Do it . getting good paying jobs are hard to get in mountain towns . but the people and the good times will make up for it .



The Jib Crib - THE WORLD'S BEST INDOOR SNOWBOARD RACK - Home


----------



## Ruskiski (Sep 18, 2009)

I hope you applied months in advance, those positions must've been filled three times over, and if you didn't get a place yet, good luck.


EDIT: oh wow, I didn't read that you said next year, so yeah, secure a place where you can live as far in advance as possible and send your resume to everyone in the zip code and then some, and do it twice.


----------



## Guest (Nov 29, 2009)

Come to Canada , we have a working holiday visa you can get for a couple hundred dollars. And all the major resorts do job fairs overseas too.


----------



## Guest (Nov 29, 2009)

make sure you have some money in the bank before you get there. nobody is working at a resort because of the huge wages 

alasdair


----------



## roremc (Oct 25, 2009)

Unless you are still a student just before you leave getting a visa for the states now is near impossible!

I would get a Canadian Visa now!
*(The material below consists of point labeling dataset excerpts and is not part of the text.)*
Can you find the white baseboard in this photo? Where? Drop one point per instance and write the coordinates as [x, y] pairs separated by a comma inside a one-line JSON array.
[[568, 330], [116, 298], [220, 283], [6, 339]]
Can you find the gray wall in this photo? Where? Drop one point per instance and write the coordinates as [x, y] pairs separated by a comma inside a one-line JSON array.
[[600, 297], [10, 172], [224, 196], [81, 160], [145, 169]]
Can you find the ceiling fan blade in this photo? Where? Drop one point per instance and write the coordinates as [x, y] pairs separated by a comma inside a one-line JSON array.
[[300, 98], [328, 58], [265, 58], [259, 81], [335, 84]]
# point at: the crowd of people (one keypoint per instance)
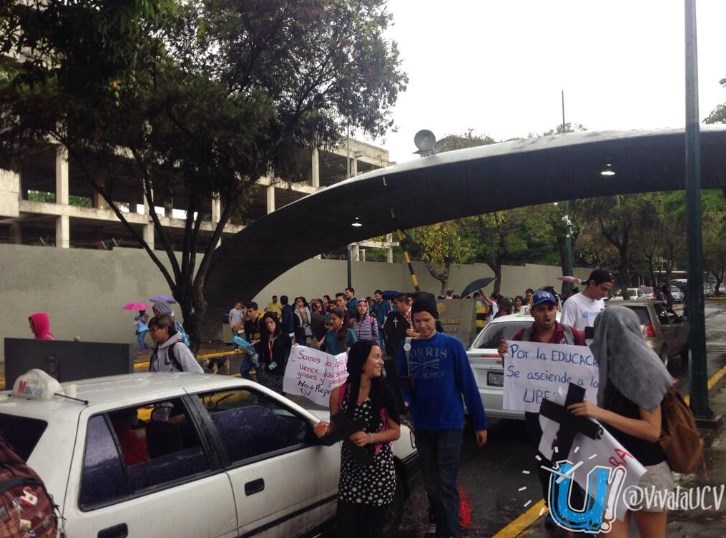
(400, 363)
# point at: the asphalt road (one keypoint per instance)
(491, 478)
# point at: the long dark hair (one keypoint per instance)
(381, 396)
(365, 314)
(272, 316)
(341, 333)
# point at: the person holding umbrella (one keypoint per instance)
(141, 327)
(170, 353)
(161, 309)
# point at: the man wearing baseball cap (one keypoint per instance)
(547, 330)
(580, 310)
(440, 378)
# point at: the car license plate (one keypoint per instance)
(495, 379)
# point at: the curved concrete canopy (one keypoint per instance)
(457, 184)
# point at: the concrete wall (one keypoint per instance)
(83, 290)
(330, 276)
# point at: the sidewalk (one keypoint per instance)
(681, 524)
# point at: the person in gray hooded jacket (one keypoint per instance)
(633, 381)
(170, 353)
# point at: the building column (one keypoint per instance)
(216, 208)
(61, 176)
(270, 199)
(149, 227)
(63, 232)
(389, 250)
(16, 233)
(62, 223)
(316, 168)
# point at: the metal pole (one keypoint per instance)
(569, 270)
(406, 257)
(695, 302)
(348, 255)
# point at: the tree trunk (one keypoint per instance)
(441, 276)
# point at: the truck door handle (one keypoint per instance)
(255, 486)
(117, 531)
At the moment Australians can get a visa for two years. If you apply now you would get it late December and then have one year to enter the country. There are strong rumours that they will change this as of the 1st of Jan and make it one year only. 

You can hit up a job fare but usually companies like IEP make you pay through the ass to go on their 'program' You part with quite a lot of cash to get a job that you would have a good chance of getting anyways. The visas are easy to get. You email a copy of your passports. DD some cash and away you go. Welcome Page | Page d'accueil


If you can work out how to get a visa for the USA without a visa let me know!


----------



## daysailer1 (Nov 9, 2007)

I'd go for Canada.

I do not know of any well-seasoned WP Certified ski or snowboard instructors from Oz or NZ who got visas this season. They were in Canada last season and now this season. WP cut way back on staff this season. Lower demand. Some like Aspen will no longer sponsor H2B visas even for long time employees.


----------



## mattus123 (Jun 1, 2009)

thanks for the info guys
hopefully ill be able to get in as a student
cause im planning on doing in my gap year (year off between high school and uni)
but i have no idea about visa's and all that..
it all ready sounds a lot more complicated than what i orginally thought =P


----------



## Guest (Dec 3, 2009)

mattus123 said:


> thanks for the info guys
> hopefully ill be able to get in as a student
> cause im planning on doing in my gap year (year off between high school and uni)
> but i have no idea about visa's and all that..
> it all ready sounds a lot more complicated than what i orginally thought =P


Very easy for you Aussies and us Canadians to get a working holiday visa. you just need a passport and , i think they cost around $200( aussie one).


----------



## freshy (Nov 18, 2009)

I know for a fact Big White (Kelowna BC)is owned by an Aussie family and they have some sort of affiliation with Threadbo (I think thats the name not sure if I spelled it right) If I were you I would ask them for some info. Anyway like a 1/4 of the staff at Big White and Whistler are Aussie. 
Good luck on getting to North America tho.


----------



## mattus123 (Jun 1, 2009)

BEAUTIFUL!!! this was the news i was looking for

i was tlkaing to my mate and we were tihnkin of changing desitnations to New Zealand or something, cause it jsut sounded too complicated gettin america organised

but this is good news
thanks guys


----------